Better than nothing mate.... not sure how the company would be knocking out machines for £5k a time if they were "bull ****"... I imagine that pods are a lot more accurate and also a lot more expensive


----------



## B.I.G (Jun 23, 2011)

Best way for body fat etc is that water displacement machine thingy.. I think lol..


----------



## MattGriff (Aug 21, 2012)

BoshBoshBosh said:


> You stand on the machine and hold out 2 electrodes and it scans your body - the system is called Bodivis (www.bodivis.co.uk)


PMSL seriously?


----------



## h901 (Jul 4, 2010)

BoshBoshBosh said:


> Better than nothing mate.... not sure how the company would be knocking out machines for £5k a time if they were "bull ****"... I imagine that pods are a lot more accurate and also a lot more expensive


Not really, i'd rather have no reading at all then if its giving you a incorrect figure. Giving you false hope.

Just because they cost 5k doesnt mean they work.

Well as i've said if it's given two hugely different reading one after another. Clearly they don't work.

Also if you knew about how the machines work, you'd understand that there is so many different factors which can affect a reading.


----------



## latblaster (Oct 26, 2013)

Ohms law!


----------



## MattGriff (Aug 21, 2012)

BoshBoshBosh said:


> Better than nothing mate.... not sure how the company would be knocking out machines for £5k a time if they were "bull ****"... I imagine that pods are a lot more accurate and also a lot more expensive


It costs around £350 for a 30min MRI scan which cannot give you the results as accurately as your test claims to have - an MRI Scanner costs over £50k (or so I am lead to understand).

They can knock them out as people like you believe them and feed cash into them.

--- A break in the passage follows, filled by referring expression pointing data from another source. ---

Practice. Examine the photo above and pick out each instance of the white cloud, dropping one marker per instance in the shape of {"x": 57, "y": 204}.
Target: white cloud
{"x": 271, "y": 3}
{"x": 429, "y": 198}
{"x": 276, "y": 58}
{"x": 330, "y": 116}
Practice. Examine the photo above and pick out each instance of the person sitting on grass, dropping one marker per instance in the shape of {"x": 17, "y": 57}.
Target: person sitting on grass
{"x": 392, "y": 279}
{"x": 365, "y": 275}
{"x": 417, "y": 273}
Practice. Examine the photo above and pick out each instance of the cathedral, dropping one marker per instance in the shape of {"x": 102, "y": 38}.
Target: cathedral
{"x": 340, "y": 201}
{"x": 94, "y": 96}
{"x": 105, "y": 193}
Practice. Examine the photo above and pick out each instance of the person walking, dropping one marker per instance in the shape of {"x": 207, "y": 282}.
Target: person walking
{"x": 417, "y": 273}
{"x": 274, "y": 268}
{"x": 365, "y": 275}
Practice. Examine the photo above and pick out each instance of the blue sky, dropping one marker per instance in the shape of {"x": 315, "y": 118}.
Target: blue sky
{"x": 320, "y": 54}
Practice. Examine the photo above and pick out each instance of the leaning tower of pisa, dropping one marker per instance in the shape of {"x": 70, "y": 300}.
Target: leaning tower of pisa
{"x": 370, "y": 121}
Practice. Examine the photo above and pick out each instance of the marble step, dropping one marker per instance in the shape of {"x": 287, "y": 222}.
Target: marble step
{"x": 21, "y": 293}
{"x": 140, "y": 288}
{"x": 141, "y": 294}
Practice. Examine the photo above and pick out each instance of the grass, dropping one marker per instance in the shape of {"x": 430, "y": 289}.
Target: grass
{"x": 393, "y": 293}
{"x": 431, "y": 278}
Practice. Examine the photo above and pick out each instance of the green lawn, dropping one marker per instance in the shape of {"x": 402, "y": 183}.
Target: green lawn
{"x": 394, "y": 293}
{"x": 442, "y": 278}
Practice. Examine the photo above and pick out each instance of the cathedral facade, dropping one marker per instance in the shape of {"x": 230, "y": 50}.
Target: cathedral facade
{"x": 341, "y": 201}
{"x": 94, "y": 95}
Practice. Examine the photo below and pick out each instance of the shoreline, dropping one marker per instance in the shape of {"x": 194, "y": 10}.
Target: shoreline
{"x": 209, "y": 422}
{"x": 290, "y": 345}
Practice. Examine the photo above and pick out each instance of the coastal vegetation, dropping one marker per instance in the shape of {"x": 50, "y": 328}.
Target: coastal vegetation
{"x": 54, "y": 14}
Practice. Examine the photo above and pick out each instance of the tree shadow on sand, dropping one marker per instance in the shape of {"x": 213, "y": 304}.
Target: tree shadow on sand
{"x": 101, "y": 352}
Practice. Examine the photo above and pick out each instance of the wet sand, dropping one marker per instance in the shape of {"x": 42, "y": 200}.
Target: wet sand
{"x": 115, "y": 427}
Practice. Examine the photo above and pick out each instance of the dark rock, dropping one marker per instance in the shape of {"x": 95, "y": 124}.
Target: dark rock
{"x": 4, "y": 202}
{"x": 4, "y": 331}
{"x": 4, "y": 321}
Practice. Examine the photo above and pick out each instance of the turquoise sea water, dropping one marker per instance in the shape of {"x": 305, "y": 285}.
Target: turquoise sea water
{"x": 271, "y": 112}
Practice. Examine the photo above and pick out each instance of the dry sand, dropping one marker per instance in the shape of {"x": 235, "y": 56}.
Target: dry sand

Companies will make anything if they can justify the cost.


----------



## r_richson (Dec 22, 2007)

they only wanted a donation for charity was my first time and 12.7% which was higher then i thought but nevertheless a good kick to get into single digits. was more suprised my left arm and leg had 0.4-0.5kg more muscle then my right side


----------



## GeorgeUK-M (Oct 19, 2011)

That looks unreal


----------